Türkiye'de aynı dönemde AK Parti ve CHP'de kongre süreçleri yaşandığına işaret eden Davutoğlu, AK Parti'de Genel Başbakan ve Başbakan Erdoğan öncülüğünde her kademede istişareler yapıldığını anımsattı. Davutoğlu, "Güya 'otoriter' dedikleri yapı içinde her kademenin katıldığı, son derece ahlaki ve erdemli bir istişare süreci yaşandı" dedi. 

Partililerin bugün kongreden daha da bütünleşmiş ve birleşmiş olarak ayrılacağını söyleyen Davutoğlu, gösterilen teveccüh dolayısıyla teşekkür etti.

"Biz bir vefa hareketiyiz" diyen Davutoğlu, davaya sadakatle bağlı olduklarını kaydetti. Davutoğlu, "Sadakatimiz dostluğumuza, kardeşliğimizedir. Bundan sonra da ilelebet sürecek olan, musalla taşına kadar sürecek olan bir birlikteliğin adıdır, adresidir AK Parti" değerlendirmesini yaptı.

"Yolsuzluklara karşı en çetin mücadeleyi AK Parti verdi"

AK Parti'nin yolsuzluklara karşı en çetin mücadeleyi verdiğini, vermeye de devam edeceğini vurgulayan Davutoğlu, "Şunu aziz milletimize teminat olarak söylüyoruz; milletin ve tüyü bitmemiş yetimin hakkına uzanacak eli, kardeşimiz olsa koparırız" diye konuştu. 

Hiçbir şekilde AK Parti kadrolarının şeffaflık ve yolsuzluğa karşı mücadele anlamında töhmet altına bırakılamayacağını ifade eden Davutoğlu, "Eğer gerçekten böyle bir mücadele yürümemiş olsaydı, 2001'de mecali tükenmiş Türkiye'den, bugün her bir alanına duble yollar, havaalanları yapılmış bir Türkiye'ye gelinebilir miydi?" diye sordu.

Davutoğlu, herhangi bir yanlışlık yapılırsa üzerine gidileceğine işaret ederek, şunları kaydetti:

"Ama birtakım dosyaları sadece ve sadece AK Parti'yi yıpratmak için bekleterek ve tam da 3 seçim öncesinde dinamit gibi toplumun ortasında atarsanız bunun adına ahlak arayışı, yolsuzluklara karşı mücadele denmez. Bunun adına siyasi operasyon denir. Biz bu operasyona hiçbir zaman boyun eğmedik, bundan sonra da boyun eğmeyeceğiz."

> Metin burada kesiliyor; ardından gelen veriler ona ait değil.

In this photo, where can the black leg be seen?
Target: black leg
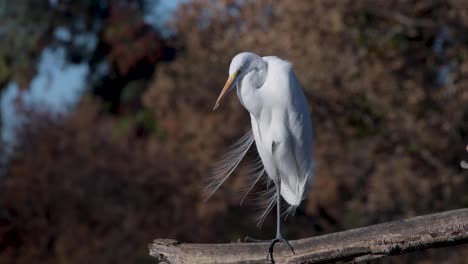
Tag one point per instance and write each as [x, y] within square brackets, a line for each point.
[279, 237]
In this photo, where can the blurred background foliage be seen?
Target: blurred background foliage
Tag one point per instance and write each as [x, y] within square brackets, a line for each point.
[386, 81]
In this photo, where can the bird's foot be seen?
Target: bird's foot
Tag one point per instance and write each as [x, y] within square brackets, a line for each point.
[254, 240]
[279, 238]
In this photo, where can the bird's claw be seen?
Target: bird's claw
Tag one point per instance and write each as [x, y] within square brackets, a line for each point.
[272, 245]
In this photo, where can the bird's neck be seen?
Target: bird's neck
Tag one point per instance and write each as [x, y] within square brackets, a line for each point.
[249, 89]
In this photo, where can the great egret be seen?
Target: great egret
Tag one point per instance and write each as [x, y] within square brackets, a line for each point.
[268, 88]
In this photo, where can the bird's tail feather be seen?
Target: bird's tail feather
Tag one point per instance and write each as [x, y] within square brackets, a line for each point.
[228, 162]
[256, 172]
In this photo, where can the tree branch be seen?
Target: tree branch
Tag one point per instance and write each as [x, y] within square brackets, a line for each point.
[356, 245]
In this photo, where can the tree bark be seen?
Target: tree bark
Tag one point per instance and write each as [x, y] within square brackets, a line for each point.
[355, 245]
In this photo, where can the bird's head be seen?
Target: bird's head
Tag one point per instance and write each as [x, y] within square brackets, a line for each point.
[241, 64]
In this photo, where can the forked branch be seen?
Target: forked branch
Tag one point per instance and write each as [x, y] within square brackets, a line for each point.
[355, 245]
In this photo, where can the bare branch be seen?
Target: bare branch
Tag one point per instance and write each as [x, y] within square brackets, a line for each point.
[356, 245]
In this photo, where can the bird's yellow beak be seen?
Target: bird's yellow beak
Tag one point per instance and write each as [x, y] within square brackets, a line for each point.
[226, 88]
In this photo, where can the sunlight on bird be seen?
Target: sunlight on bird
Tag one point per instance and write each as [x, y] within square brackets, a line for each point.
[281, 128]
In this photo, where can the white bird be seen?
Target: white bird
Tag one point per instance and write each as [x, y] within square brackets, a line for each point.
[269, 90]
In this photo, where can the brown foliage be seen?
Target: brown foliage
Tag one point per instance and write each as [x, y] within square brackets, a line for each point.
[388, 142]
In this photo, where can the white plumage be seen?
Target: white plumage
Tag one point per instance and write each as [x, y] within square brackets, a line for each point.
[281, 128]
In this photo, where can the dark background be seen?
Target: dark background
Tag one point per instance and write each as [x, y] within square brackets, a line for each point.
[386, 81]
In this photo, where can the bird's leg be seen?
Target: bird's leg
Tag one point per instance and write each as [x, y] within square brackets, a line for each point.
[279, 237]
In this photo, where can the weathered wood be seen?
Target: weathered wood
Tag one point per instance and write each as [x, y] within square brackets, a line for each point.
[356, 245]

Hacı Bektaş-ı Veli'nin "eline, diline, beline sahip ol" sözlerinden alıntı yapan Davutoğlu, ahlakın ve erdemin olmadığı siyasetin yozlaşacağını, çürüyeceğini söyledi. Davutoğlu, AK Parti hareketinin bir erdemliler hareketi olarak başladığını, böyle de yoluna devam edeceğini ifade etti. 

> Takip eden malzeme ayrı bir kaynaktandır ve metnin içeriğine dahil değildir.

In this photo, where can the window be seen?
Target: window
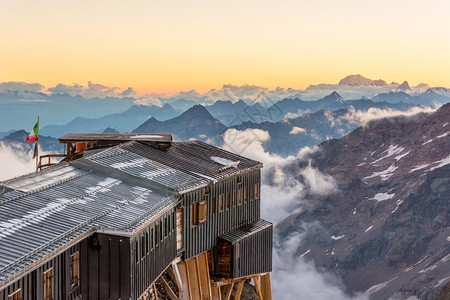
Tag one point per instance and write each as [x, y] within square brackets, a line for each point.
[202, 212]
[74, 267]
[151, 239]
[221, 202]
[194, 213]
[15, 296]
[199, 210]
[48, 284]
[166, 227]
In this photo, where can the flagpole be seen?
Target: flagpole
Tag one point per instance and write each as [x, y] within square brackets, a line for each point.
[37, 149]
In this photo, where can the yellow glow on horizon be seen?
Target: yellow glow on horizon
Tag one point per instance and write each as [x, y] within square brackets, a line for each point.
[167, 46]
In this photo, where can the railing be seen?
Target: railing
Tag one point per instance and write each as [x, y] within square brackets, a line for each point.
[49, 160]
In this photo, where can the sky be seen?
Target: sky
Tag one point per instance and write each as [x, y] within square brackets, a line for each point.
[167, 46]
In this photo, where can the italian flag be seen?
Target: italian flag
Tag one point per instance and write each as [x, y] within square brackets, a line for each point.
[33, 136]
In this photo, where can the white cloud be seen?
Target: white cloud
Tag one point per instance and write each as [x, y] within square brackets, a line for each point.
[20, 86]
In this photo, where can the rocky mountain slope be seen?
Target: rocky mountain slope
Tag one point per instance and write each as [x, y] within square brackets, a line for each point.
[386, 229]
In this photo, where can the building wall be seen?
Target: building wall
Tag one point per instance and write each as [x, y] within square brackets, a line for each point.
[105, 267]
[148, 263]
[202, 237]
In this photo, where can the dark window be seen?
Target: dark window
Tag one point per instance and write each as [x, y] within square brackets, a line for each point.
[15, 296]
[48, 284]
[74, 268]
[245, 194]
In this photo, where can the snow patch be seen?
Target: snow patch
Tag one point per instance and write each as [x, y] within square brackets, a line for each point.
[146, 136]
[441, 162]
[382, 197]
[419, 167]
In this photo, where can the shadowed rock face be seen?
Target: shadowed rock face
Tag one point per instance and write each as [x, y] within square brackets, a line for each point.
[391, 212]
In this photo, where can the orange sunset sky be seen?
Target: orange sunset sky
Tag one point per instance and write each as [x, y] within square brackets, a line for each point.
[164, 46]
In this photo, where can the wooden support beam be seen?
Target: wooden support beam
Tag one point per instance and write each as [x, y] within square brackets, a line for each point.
[258, 289]
[266, 287]
[229, 291]
[169, 290]
[239, 289]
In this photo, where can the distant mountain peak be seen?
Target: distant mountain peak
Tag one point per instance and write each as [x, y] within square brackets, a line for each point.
[357, 80]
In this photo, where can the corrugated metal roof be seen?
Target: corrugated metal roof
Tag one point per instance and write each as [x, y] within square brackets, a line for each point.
[245, 231]
[117, 189]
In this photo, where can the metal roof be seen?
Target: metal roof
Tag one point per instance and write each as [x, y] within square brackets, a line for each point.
[245, 231]
[195, 158]
[116, 189]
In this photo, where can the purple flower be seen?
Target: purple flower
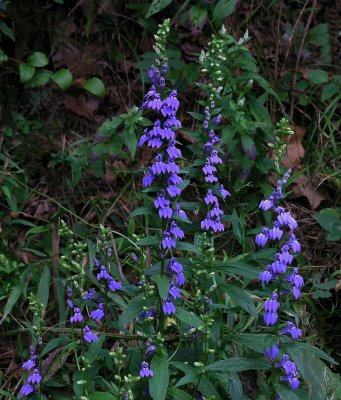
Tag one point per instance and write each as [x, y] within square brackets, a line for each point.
[35, 378]
[145, 371]
[77, 317]
[103, 274]
[214, 159]
[114, 285]
[31, 363]
[150, 350]
[27, 389]
[272, 352]
[265, 276]
[168, 242]
[168, 307]
[288, 366]
[224, 193]
[174, 292]
[265, 205]
[98, 313]
[176, 231]
[291, 330]
[180, 279]
[174, 266]
[261, 239]
[210, 197]
[89, 336]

"6. restorasyon adalet ve yargı alanında"

Yeni Türkiye'de yapacakları 6. restorasyonunun ise adalet ve yargı alanında olacağını anlatan Davutoğlu, "Adalet Mülkün Temelidir" dendiğinde kastedilenin, sadece şahsi mülk değil, aynı zamanda devlet olduğuna işaret etti.

Adaletin olmadığı devletin yaşayamayacağını, devletin ve siyasetin temelinin, esasının adalet olduğunu kaydeden Davutoğlu, bu nedenle partilerinin adının Adalet ve Kalkınma Partisi olduğunu dile getirdi. 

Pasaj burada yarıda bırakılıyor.